I have a program workflow as follows: 1. IO-bound (web page fetch) -> 2. cpu-bound (processing information) -> 3. IO-bound (writing results to database).

I'm presently using aiohttp to fetch the web pages. I am currently using asyncio.as_completed to gather Step 1 tasks and pass them to Step 2 as completed. My concern is that this may be interfering with the completion of Step 1 tasks by consuming cpu resources and blocking program flow in Step 2.

I've tried to use ProcessPoolExecutor to farm out the Step 2 tasks to other processes, but Step 2 tasks uses non-pickleable data structures and functions. I've tried ThreadPoolExecutor, and while that worked (e.g. it didn't crash), it is my understanding that doing so for CPU-bound tasks is counter-productive.

Because the workflow has an intermediate cpu-bound task, would it be more efficient to use asyncio.gather (instead of asyncio.as_completed) to complete all of the Step 1 processes before moving on to Step 2?

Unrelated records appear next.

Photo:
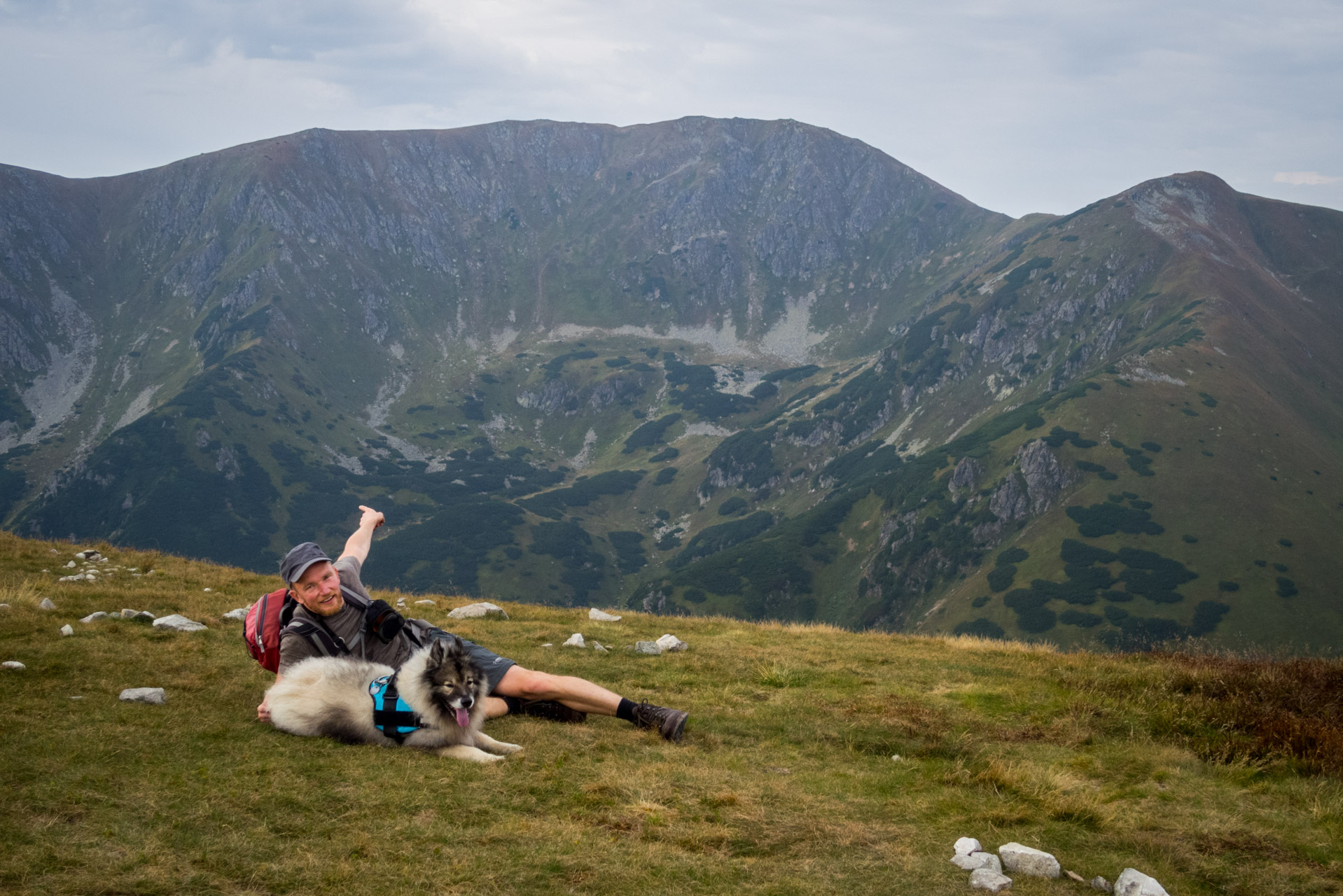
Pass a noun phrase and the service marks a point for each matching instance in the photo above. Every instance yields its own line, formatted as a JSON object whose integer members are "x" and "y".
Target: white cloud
{"x": 1304, "y": 178}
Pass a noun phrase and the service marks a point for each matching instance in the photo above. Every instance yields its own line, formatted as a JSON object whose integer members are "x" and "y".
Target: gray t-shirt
{"x": 345, "y": 624}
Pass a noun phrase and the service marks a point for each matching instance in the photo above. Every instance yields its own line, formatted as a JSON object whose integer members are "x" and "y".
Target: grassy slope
{"x": 785, "y": 782}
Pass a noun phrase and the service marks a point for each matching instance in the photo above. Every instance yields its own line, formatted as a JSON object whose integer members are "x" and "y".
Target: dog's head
{"x": 456, "y": 685}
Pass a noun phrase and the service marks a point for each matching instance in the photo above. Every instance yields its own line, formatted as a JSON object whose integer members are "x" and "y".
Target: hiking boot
{"x": 551, "y": 711}
{"x": 669, "y": 723}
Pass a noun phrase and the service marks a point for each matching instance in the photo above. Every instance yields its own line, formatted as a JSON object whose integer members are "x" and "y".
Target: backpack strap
{"x": 393, "y": 715}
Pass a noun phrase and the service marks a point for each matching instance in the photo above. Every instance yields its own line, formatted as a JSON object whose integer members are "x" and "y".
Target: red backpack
{"x": 265, "y": 621}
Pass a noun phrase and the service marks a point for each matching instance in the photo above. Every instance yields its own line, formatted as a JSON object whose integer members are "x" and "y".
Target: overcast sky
{"x": 1031, "y": 105}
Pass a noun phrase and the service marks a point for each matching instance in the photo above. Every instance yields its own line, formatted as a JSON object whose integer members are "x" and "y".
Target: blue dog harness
{"x": 393, "y": 715}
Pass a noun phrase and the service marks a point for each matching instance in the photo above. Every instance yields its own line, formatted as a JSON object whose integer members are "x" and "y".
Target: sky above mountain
{"x": 1029, "y": 106}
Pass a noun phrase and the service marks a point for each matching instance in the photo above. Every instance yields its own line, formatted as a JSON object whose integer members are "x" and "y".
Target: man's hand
{"x": 371, "y": 516}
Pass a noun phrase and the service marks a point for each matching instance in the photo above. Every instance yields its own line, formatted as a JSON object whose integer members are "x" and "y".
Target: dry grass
{"x": 785, "y": 783}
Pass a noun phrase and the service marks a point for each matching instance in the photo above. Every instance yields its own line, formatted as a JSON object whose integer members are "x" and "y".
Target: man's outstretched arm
{"x": 363, "y": 539}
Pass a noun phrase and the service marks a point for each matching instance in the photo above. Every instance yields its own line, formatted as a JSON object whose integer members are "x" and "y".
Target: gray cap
{"x": 298, "y": 559}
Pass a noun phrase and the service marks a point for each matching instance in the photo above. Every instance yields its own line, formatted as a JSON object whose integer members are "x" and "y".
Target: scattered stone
{"x": 967, "y": 846}
{"x": 178, "y": 622}
{"x": 672, "y": 644}
{"x": 1135, "y": 883}
{"x": 990, "y": 880}
{"x": 477, "y": 610}
{"x": 1025, "y": 860}
{"x": 978, "y": 860}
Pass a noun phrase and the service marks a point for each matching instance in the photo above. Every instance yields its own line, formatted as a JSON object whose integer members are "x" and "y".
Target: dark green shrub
{"x": 1079, "y": 552}
{"x": 1208, "y": 615}
{"x": 981, "y": 629}
{"x": 1001, "y": 578}
{"x": 734, "y": 505}
{"x": 1080, "y": 620}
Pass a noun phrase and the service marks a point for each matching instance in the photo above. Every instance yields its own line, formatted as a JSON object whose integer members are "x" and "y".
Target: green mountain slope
{"x": 737, "y": 367}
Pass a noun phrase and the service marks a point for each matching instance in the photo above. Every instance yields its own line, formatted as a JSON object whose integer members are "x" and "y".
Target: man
{"x": 316, "y": 584}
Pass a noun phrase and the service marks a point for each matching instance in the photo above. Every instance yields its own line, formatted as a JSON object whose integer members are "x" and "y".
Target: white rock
{"x": 1025, "y": 860}
{"x": 672, "y": 644}
{"x": 990, "y": 880}
{"x": 178, "y": 622}
{"x": 978, "y": 860}
{"x": 967, "y": 846}
{"x": 478, "y": 610}
{"x": 1135, "y": 883}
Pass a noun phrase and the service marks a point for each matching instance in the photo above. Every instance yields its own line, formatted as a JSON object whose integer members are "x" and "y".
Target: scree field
{"x": 1214, "y": 776}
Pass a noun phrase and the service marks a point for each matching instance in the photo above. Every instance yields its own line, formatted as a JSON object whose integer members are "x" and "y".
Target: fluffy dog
{"x": 329, "y": 697}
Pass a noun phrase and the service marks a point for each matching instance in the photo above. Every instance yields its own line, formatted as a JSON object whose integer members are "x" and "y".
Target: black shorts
{"x": 493, "y": 665}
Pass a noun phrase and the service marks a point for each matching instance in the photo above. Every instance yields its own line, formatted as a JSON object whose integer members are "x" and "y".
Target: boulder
{"x": 672, "y": 644}
{"x": 990, "y": 880}
{"x": 1135, "y": 883}
{"x": 967, "y": 846}
{"x": 978, "y": 860}
{"x": 178, "y": 622}
{"x": 1025, "y": 860}
{"x": 478, "y": 610}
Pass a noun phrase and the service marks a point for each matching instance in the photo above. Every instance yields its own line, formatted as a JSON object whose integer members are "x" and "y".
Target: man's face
{"x": 319, "y": 590}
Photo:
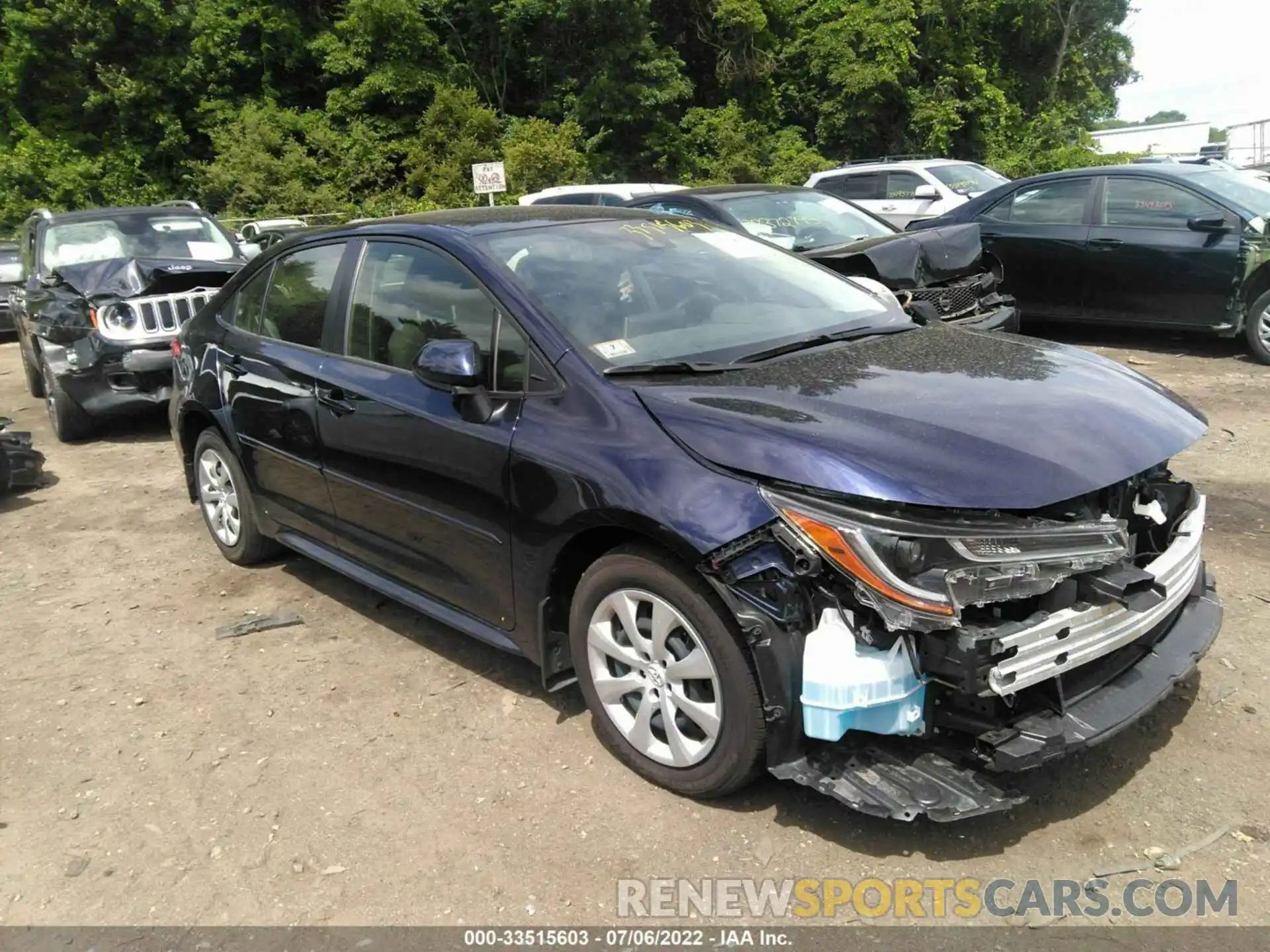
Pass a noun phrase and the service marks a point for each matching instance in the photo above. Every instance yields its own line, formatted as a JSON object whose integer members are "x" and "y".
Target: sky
{"x": 1203, "y": 58}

Sample asyncio.as_completed code:

async with ClientSession() as session:
    tasks = {self.fetch(session, url) for url in self.urls}
    for task in asyncio.as_completed(tasks):
        raw_data = await asyncio.shield(task)
        data = self.extract_data(*raw_data)
        await self.store_data(data)

Sample asyncio.gather code:

async with ClientSession() as session:
    tasks = {self.fetch(session, url) for url in self.urls}
    results = await asyncio.gather(*tasks)
for result in results:
    data = self.extract_data(*result)
    await self.store_data(data)

Preliminary tests with limited samples show as_completed to be slightly more efficient than gather: ~2.98s (as_completed) vs ~3.15s (gather). But is there an asyncio conceptual issue that would favor one solution over another?


Solution

  • "I've tried ThreadPoolExecutor, [...] it is my understanding that doing so for CPU-bound tasks is counter-productive." - it is countrproductiv in a sense you won't have two such asks running Python code in parallel, using multiple CPU cores - but otherwise, it will work to free up your asyncio Loop to continue working, if only munching code for one task at a time.

    If you can't pickle things to a subprocess, running the CPU bound tasks in a ThreadPoolExecutor is good enough.

    Otherwise, just sprinkle you cpu code with some await asyncio.sleep(0) (inside the loops) and run them normally as coroutines: that is enough for a cpu bound task not to lock the asyncio loop.